I first talked about the possibility of personal companion drones with a drone-oriented entrepreneur three years ago, and since then, we’ve come a long way. Autonomy systems are shrinking in terms of required physical components, and Amazon and others are now actually trialling drone delivery. Commercial use of drones in fields like agriculture and construction site management are also far more commonplace.

Okay, the fly-and-follow component is probably the easy part. What about a voice assistant? Look, I got this for you: Alexa.

Amazon’s voice-based assistant is flexible enough to do a lot for you, and extensible enough that building in any tasks not currently present would be relatively easy. I envision using a companion drone the way you would your home-bound Amazon Echo, anyway – grocery lists, timers, triggering actions in connected devices.

But because it’s not tethered to you, and literally flies, it can do more, too, including snapping an aerial selfie and posting it directly to Instagram, or heading to the corner store to pick up some gum. It could play with your kids, fly up and give you hyper-localized weather conditions, or help you see around corners on a late night walk home.

amazon-echoAlways-on connectivity, a microphone system sophisticated enough to hear your commands, and persistent follow functions mean big battery draws, which is the bound to be the main limiting factor here. Already, max flight times on most consumer drones doesn’t extend much longer than 20 minutes.

It’s probably the primary limiting factor to building better drone buddies, but a fix could come via frequent, universal charging mechanisms for short-term top ups. I’m thinking induction charging surfaces, placed throughout a person’s home and yard, and then eventually built into city infrastructure. This has a second advantage, since it would also provide more accessible charging options for smartphones that support wireless changing standards.

Another possible fix: Make the drones only semi-aerial. Bots that roll seem to be able to manage longer trips between power-ups, and can hold larger charges since they don’t have to leave terra firma. Maybe create a droid-like docking cradle, so your flying friend can occasionally land and roll around R2-D2 style.

SwagBot is an Australian ground-bound agriculture bot.

SwagBot is an Australian ground-bound agriculture bot.

This whole concept probably sounds dystopian to some – imagine a city in which everyone had a drone deployed very nearby. But right now, I’m mainly looking for someone to put the pieces together to see how this might work in limited use settings in private and semi-private quarters.

Mostly, I’d be interested to see how it impacts smartphone usage, and what it does in terms of cutting back on our time spent interfacing directly with our connected gadgets.

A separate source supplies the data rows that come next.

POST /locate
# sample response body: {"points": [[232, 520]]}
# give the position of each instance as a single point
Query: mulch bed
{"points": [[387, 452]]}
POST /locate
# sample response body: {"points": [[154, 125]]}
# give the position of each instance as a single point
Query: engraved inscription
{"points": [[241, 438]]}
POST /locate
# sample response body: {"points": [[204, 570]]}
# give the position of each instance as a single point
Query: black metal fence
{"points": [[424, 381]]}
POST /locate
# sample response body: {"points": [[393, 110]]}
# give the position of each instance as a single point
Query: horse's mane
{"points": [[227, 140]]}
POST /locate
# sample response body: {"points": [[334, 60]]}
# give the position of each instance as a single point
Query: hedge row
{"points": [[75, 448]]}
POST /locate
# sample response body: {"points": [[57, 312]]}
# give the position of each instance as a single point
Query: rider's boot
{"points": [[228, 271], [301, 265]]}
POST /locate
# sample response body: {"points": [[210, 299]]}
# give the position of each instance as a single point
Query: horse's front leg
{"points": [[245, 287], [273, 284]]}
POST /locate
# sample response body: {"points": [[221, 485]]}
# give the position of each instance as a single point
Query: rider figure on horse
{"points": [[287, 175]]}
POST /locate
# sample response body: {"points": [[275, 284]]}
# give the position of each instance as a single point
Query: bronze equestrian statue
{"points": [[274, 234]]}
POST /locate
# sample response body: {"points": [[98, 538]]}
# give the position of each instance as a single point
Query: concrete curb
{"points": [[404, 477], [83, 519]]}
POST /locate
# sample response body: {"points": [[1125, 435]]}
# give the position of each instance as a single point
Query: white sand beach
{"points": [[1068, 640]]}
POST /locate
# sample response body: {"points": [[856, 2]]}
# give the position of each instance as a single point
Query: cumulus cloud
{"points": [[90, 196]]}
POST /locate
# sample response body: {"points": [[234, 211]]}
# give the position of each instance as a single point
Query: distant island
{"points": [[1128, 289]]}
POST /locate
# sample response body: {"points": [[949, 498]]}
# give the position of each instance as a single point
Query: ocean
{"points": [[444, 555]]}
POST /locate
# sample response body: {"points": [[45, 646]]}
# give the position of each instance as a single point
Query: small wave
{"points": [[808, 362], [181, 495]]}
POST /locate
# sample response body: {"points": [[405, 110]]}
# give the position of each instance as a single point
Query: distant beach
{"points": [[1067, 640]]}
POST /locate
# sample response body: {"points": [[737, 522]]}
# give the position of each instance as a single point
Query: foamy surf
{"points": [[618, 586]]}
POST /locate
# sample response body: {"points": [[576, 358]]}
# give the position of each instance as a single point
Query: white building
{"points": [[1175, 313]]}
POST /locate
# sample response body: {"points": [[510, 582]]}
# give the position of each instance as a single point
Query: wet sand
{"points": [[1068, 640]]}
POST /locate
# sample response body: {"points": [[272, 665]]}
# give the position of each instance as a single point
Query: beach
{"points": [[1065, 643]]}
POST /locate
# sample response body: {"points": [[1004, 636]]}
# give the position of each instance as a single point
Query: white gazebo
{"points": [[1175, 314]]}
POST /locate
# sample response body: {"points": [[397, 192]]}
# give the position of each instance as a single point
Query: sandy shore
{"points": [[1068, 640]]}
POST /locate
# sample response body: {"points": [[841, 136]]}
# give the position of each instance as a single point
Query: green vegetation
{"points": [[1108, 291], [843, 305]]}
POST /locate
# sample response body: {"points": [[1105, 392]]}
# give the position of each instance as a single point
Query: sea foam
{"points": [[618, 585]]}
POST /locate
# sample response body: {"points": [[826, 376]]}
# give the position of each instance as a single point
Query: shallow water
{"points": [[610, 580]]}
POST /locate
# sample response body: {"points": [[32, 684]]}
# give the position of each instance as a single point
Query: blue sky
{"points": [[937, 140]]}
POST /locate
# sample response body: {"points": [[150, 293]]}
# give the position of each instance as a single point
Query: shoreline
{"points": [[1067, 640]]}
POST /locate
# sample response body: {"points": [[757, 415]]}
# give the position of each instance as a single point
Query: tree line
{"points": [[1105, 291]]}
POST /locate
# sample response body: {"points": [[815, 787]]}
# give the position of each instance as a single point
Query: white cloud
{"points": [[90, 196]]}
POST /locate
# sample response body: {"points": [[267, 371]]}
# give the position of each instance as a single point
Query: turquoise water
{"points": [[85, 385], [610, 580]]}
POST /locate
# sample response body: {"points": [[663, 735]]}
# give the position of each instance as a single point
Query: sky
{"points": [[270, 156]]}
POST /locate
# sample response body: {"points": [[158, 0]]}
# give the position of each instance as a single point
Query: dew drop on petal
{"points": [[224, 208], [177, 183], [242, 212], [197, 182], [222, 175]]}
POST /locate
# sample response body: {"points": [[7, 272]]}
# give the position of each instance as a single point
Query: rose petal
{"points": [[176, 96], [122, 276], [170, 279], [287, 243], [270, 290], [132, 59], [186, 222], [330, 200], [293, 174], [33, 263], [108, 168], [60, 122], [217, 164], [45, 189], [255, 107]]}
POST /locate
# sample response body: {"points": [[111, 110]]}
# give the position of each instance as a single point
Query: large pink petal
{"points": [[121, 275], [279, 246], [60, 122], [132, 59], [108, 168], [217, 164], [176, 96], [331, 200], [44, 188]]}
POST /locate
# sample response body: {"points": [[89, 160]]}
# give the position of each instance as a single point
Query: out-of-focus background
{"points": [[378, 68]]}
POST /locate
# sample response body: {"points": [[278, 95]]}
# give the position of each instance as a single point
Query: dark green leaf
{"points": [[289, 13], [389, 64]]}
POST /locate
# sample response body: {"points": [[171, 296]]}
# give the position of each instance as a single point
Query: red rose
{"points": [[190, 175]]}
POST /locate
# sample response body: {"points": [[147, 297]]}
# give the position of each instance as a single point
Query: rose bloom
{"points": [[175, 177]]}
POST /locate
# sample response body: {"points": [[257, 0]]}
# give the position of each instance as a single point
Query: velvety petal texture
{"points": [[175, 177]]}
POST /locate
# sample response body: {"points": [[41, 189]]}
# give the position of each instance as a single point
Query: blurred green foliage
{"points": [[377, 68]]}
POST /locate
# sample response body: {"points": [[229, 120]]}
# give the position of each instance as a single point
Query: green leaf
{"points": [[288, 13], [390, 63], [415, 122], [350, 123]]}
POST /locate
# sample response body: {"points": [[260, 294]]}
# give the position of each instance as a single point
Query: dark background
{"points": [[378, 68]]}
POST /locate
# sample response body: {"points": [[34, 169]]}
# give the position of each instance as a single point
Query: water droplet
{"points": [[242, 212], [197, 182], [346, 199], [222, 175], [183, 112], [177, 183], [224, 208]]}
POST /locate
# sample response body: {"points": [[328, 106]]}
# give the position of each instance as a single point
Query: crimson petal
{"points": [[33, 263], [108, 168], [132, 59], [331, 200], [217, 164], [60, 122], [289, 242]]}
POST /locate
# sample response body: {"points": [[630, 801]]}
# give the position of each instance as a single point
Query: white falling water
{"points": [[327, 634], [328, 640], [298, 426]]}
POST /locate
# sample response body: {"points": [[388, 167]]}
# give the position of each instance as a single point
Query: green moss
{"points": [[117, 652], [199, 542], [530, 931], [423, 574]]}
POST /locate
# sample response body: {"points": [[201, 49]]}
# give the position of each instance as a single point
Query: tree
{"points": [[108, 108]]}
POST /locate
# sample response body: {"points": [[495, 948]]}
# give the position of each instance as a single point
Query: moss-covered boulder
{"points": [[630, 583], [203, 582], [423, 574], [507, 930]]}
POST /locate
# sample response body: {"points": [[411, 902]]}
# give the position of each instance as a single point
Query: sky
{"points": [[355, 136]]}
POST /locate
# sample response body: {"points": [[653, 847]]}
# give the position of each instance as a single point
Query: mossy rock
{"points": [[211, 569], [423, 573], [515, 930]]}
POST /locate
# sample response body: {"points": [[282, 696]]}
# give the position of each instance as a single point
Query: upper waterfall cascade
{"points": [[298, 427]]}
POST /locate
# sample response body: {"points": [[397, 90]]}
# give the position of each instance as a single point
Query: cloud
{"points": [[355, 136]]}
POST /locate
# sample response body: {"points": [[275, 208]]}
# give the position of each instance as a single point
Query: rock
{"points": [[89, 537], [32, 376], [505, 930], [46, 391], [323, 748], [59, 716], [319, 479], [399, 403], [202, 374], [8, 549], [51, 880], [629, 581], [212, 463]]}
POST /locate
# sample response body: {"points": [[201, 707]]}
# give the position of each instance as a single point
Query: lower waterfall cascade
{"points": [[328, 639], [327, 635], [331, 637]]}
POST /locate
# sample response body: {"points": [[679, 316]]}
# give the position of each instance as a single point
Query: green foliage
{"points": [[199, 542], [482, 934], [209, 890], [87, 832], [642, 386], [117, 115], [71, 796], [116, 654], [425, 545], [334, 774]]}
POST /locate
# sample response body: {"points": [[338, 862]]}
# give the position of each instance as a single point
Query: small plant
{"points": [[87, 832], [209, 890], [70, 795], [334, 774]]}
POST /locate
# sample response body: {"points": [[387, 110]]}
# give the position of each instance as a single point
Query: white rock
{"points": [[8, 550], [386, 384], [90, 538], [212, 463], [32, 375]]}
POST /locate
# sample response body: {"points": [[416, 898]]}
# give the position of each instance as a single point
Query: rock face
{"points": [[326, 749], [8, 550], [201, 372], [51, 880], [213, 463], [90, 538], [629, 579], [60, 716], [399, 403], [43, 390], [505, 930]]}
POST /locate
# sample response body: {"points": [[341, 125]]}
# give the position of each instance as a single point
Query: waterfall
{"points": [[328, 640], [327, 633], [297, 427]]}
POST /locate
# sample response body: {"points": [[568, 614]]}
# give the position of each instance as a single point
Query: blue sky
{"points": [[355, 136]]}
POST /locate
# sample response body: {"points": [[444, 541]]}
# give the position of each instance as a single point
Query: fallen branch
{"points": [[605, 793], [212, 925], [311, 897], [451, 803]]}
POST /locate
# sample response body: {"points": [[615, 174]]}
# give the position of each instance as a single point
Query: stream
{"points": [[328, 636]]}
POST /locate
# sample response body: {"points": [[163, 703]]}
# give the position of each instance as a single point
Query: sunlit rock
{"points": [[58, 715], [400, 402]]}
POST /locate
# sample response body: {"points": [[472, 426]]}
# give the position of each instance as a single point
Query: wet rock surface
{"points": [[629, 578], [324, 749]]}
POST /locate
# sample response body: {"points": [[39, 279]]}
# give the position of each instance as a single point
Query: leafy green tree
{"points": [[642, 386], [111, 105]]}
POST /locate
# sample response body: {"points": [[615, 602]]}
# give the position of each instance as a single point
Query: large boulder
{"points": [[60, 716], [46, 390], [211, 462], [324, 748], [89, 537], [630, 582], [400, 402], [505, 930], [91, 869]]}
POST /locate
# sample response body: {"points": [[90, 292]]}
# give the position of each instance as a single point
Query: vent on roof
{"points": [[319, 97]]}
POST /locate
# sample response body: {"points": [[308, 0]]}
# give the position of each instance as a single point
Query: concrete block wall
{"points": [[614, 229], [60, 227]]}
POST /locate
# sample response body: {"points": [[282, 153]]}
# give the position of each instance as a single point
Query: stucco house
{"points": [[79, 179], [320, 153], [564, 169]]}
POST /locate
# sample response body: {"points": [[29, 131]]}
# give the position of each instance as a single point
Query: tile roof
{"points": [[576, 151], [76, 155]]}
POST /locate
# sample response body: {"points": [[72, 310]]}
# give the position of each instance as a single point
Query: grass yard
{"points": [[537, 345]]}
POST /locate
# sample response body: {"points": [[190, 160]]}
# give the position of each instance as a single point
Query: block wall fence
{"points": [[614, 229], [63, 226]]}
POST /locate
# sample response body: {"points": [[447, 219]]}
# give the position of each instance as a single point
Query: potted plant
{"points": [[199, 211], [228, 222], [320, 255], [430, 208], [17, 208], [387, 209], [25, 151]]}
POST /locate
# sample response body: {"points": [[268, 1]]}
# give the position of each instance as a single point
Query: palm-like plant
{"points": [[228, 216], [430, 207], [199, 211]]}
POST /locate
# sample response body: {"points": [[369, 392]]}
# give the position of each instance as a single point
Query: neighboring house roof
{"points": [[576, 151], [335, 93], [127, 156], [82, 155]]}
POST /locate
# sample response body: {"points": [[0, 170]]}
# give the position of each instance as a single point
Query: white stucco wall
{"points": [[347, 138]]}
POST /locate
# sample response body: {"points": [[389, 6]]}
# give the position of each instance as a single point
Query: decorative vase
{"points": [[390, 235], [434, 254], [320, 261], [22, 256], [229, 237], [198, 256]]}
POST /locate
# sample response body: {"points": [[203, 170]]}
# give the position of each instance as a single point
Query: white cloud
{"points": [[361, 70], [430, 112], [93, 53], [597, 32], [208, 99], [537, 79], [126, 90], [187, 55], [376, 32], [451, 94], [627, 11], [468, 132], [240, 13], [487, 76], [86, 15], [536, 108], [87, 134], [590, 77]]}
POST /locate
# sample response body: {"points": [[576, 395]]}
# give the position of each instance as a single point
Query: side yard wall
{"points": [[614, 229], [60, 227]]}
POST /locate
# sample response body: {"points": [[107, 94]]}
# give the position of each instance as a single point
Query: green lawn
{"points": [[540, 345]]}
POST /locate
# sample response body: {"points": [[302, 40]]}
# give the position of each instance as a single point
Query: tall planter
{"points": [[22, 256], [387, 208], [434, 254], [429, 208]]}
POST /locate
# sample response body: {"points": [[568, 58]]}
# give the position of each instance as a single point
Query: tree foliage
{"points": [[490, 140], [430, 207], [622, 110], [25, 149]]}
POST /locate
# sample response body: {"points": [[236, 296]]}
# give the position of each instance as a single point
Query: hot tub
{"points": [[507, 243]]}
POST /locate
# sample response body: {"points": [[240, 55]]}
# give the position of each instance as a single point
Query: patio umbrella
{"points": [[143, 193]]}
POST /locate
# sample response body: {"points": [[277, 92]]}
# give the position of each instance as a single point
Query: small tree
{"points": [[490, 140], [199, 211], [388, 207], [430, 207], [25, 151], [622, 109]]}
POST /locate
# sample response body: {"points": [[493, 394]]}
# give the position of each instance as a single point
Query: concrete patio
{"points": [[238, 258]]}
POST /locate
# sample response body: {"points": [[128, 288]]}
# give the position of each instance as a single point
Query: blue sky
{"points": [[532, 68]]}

Amazon is probably the company doing the most right now to erase the interaction layer between people and their computers, through voice-based interfaces like the Alexa in the Amazon Echo, and their literal single-button solutions with the Dash product ordering gadget. It may seem like a weird way to get there, but a drone companion you can dismiss whenever you want could be how you replace even more traditionally smartphone-based activities with something less omnipresent.

In the end, what I want really are fully functional Star Wars droids. But drones might be the way forward, given the progress and investment in that tech, and the efforts already being made to give them greater autonomy, and integrate them into our existing city infrastructure. It’s an engineering challenge, too, that manages to successfully bring together a number of areas of intense current investment interest.

But really, it would just be very cool.